More research on friendship. And now I'm turning to CS Lewis' The Four Loves. (I was mesmerised by his chapters on friendship and affection, but embarrassed to say I understood only 40 per cent of his writing on romantic love.)

I was taken by this section on love, safety and self-protection.

Lewis tells of St Augustine, who lost his best friend and wrote about how devastated he was.

“This is what comes of giving ones heart to anything but God," said Augustine. "All human beings pass away. Do not let your happiness depend on something you may lose. If love is to be a blessing, not a misery, it must be for the only Beloved who will never pass away.”

It would be nice to always agree with the ancient Christian greats, but Lewis takes issue with his sentiments.

Instead he argues that Augustine's position is the safe option.

Lewis writes: “Of all the arguments against love, none makes so strong an appeal to my nature as ‘careful, this might lead you to suffering!’ "

"But when I respond to that appeal I seem to be a thousand miles from Christ. If I am sure of anything, I am sure that his teaching was never meant to confirm my preference for safety.... God himself doesn’t have insurance against heartbreak."

"There is no safe investment. To love at all is to be vulnerable. Love anything, and your heart will certainly be wrung and possibly be broken. If you want to make sure of keeping it intact, you must give your heart to no one, not even an animal.
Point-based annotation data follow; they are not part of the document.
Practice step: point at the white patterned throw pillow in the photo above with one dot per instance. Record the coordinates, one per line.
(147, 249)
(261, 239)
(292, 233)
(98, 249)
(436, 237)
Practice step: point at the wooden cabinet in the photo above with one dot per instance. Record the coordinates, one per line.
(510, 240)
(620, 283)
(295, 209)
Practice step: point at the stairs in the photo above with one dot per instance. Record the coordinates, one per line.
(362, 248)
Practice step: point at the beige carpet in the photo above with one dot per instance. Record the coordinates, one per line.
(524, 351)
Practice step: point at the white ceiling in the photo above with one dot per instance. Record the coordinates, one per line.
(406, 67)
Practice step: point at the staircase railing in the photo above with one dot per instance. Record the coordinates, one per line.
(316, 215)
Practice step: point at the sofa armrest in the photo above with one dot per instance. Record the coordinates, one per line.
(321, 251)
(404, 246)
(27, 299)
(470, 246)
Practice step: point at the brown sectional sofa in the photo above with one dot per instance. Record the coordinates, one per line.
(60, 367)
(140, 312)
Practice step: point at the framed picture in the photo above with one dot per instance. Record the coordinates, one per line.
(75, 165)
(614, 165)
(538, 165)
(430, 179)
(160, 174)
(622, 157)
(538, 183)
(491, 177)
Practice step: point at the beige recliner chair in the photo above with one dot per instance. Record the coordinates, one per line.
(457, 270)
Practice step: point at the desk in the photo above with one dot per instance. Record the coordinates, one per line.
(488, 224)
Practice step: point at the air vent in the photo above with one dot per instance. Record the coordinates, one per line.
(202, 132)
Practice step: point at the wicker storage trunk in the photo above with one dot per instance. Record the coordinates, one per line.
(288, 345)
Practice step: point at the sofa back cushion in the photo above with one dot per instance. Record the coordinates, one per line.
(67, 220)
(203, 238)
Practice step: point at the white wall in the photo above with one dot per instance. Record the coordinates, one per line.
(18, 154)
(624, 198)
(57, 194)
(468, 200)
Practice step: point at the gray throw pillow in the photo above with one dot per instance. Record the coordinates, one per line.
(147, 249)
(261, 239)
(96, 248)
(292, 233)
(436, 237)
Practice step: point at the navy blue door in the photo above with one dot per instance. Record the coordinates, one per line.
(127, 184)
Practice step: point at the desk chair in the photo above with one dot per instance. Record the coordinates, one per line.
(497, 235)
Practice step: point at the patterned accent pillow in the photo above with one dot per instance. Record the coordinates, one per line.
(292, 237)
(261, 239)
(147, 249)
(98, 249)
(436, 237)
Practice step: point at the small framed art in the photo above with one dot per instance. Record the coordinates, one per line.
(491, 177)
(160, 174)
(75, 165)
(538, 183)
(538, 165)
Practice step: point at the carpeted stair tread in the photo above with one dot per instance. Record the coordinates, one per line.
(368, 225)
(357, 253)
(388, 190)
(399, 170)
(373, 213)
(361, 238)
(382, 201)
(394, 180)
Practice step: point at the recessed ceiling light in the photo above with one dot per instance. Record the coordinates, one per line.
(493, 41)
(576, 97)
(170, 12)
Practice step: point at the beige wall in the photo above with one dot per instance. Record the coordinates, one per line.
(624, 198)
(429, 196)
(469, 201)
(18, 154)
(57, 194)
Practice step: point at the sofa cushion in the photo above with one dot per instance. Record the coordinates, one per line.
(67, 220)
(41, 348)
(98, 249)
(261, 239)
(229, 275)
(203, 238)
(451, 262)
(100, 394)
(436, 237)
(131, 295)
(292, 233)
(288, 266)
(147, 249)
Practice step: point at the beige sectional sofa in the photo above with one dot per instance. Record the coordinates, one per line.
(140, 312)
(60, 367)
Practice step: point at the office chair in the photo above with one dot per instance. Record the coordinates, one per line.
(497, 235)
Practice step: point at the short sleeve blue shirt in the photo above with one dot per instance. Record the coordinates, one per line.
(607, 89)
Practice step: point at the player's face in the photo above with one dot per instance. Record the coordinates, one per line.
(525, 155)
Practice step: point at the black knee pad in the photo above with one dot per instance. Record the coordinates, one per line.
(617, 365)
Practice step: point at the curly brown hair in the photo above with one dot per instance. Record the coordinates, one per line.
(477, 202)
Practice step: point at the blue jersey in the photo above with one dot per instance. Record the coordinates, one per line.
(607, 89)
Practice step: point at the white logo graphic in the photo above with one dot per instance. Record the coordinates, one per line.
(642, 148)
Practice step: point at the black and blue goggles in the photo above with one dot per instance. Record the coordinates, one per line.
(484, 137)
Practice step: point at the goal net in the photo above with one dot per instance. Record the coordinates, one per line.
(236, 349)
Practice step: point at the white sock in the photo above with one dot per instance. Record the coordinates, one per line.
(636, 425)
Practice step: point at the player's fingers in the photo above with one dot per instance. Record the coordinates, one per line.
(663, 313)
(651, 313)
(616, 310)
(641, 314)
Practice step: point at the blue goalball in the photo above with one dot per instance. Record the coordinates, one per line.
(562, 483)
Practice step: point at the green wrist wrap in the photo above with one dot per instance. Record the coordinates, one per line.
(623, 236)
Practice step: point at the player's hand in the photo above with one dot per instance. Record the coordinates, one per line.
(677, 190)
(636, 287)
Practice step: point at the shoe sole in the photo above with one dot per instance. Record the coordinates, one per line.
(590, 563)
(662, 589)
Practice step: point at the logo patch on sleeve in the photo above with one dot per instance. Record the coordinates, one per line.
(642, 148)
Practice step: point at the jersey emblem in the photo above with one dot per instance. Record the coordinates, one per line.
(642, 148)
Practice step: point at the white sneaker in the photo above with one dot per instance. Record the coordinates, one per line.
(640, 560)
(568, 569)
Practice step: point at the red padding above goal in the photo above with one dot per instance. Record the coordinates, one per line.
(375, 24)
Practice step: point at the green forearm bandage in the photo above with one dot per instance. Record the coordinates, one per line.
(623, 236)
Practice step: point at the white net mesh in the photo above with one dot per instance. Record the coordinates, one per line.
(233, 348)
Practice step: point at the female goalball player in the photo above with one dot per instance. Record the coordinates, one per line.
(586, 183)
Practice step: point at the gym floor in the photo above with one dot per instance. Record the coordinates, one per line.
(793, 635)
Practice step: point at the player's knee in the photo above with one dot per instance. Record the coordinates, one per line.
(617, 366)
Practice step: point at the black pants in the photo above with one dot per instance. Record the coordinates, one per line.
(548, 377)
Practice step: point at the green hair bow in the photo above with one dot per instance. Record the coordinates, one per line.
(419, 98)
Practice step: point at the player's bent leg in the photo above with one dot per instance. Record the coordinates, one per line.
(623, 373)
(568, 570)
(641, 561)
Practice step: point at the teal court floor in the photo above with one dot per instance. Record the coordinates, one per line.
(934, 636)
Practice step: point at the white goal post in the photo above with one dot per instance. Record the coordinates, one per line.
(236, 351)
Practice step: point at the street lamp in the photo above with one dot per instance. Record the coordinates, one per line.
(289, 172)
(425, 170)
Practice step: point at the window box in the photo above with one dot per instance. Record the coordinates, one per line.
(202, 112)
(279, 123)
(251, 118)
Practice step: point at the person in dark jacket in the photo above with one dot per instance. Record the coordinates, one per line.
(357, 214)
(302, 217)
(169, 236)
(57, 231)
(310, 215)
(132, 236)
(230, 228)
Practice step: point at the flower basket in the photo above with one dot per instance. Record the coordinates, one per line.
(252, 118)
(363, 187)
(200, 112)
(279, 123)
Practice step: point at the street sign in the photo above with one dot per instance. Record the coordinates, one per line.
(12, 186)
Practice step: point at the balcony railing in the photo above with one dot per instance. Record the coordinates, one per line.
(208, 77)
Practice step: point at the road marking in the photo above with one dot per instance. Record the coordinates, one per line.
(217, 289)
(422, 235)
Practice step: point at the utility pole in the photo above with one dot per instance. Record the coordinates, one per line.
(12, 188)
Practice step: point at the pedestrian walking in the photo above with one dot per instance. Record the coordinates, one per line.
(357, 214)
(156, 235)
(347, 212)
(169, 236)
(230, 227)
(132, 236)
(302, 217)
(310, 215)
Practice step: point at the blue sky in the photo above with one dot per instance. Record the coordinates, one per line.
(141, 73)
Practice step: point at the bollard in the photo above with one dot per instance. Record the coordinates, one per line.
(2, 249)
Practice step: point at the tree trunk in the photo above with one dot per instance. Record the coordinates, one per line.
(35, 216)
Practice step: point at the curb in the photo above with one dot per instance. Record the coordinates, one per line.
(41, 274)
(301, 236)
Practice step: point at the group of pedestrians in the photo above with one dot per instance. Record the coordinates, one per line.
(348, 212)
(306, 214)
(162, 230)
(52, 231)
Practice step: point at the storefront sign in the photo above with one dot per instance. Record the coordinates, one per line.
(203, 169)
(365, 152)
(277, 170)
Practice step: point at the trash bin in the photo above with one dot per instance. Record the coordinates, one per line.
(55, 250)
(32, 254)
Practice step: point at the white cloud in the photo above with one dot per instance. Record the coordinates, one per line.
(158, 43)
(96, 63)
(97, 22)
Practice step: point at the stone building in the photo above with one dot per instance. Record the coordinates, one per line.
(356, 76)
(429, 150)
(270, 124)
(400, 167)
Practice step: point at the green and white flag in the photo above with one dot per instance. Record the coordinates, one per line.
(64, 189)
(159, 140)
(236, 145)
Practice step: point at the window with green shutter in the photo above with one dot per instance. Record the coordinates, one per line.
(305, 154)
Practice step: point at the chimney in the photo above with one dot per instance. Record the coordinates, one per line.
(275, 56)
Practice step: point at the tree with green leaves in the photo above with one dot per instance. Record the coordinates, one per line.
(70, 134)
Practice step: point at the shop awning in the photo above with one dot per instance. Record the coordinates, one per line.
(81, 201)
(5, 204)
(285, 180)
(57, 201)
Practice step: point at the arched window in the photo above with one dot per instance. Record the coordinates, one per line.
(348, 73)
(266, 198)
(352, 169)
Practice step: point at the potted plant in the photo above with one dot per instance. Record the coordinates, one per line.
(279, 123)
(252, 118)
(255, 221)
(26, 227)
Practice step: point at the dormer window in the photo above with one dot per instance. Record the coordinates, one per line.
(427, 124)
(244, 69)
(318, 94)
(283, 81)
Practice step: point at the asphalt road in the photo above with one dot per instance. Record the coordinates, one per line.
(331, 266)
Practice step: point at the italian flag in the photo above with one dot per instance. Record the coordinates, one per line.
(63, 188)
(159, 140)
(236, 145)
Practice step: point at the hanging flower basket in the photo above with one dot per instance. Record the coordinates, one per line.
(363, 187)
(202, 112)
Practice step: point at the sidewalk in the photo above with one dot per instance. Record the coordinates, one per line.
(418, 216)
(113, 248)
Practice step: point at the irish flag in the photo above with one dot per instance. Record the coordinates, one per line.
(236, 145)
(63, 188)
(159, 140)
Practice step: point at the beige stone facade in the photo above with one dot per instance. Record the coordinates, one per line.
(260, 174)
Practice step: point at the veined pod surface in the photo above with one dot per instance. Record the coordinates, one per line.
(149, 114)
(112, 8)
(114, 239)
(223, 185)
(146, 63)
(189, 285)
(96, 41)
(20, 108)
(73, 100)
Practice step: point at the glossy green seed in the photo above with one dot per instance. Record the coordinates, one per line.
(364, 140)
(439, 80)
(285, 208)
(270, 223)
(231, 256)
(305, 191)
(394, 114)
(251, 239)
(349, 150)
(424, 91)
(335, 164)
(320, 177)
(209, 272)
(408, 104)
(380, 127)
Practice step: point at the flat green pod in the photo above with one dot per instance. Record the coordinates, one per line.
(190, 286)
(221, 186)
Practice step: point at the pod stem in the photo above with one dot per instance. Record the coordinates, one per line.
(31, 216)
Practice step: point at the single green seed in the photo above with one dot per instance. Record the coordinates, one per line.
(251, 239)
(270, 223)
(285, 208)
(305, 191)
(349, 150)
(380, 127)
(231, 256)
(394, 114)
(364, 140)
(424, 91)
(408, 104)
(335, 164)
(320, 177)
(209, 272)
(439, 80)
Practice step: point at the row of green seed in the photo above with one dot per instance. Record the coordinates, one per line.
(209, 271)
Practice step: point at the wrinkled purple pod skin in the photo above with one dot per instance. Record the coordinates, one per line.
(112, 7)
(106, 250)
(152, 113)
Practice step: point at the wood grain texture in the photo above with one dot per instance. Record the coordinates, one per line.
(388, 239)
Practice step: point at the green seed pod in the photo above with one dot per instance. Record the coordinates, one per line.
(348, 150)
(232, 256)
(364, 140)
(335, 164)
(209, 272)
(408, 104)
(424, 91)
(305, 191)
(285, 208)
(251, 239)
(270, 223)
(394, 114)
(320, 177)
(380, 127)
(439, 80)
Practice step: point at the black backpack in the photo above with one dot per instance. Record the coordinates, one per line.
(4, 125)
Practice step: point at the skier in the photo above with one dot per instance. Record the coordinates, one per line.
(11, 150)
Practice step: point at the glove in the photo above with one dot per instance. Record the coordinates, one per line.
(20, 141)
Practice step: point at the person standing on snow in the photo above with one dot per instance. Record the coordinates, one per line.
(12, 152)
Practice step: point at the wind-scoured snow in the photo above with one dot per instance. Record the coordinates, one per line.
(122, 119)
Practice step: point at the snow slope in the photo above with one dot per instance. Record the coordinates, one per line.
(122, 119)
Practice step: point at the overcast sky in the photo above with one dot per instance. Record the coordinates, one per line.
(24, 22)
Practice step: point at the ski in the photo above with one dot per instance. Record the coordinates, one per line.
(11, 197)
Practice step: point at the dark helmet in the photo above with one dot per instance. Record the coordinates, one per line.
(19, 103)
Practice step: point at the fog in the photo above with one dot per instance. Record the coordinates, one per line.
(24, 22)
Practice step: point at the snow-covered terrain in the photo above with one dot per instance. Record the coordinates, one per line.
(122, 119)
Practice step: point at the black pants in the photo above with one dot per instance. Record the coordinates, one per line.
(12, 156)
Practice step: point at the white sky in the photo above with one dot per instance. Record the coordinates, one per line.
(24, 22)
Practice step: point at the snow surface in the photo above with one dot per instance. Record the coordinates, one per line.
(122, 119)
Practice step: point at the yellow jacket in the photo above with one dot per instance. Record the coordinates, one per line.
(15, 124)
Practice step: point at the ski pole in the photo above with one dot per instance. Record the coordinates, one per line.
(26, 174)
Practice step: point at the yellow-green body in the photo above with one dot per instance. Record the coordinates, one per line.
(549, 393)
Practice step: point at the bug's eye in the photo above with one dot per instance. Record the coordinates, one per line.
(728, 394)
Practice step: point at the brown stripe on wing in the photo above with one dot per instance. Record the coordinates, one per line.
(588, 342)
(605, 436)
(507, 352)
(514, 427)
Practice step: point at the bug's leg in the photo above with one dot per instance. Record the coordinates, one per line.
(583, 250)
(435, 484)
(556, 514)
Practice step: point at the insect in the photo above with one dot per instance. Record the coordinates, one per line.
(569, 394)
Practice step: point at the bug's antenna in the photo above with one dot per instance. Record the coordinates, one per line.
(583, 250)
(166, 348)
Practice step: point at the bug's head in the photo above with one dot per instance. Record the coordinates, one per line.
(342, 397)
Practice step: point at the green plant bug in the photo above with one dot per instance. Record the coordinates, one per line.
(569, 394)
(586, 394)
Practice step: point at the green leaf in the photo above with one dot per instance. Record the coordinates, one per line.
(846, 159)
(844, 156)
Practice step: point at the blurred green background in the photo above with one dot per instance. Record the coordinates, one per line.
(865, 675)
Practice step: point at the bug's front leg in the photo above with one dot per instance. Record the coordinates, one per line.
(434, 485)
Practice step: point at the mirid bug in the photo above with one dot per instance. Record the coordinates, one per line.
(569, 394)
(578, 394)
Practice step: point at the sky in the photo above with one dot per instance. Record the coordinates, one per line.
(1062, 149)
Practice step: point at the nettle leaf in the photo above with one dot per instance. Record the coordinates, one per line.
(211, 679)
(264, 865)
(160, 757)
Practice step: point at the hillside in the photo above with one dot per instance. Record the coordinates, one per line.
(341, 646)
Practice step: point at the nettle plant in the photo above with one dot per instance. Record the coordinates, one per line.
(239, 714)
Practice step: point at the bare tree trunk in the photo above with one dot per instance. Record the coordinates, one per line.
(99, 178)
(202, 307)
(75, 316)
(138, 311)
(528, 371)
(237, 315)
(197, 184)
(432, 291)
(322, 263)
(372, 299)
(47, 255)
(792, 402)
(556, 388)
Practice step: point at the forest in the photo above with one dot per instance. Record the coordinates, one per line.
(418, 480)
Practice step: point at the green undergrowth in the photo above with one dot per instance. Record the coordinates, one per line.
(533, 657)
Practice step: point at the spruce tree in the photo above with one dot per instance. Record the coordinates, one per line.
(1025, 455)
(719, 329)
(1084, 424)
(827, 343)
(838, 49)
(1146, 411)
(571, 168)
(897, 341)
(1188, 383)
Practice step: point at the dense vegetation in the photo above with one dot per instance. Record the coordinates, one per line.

Wrap it carefully around with hobbies and little luxuries; avoid all entanglements; lock it up safe in the casket or coffin of your selfishness."

"But in that casket – safe, dark, motionless, airless – it will change. It will not be broken, but it will become unbreakable, impenetrable, irredeemable. The alternative to tragedy (or the risk or tragedy) is damnation. The only place outside heaven where you can be perfectly safe from all the dangers nad perturbations of love is Hell."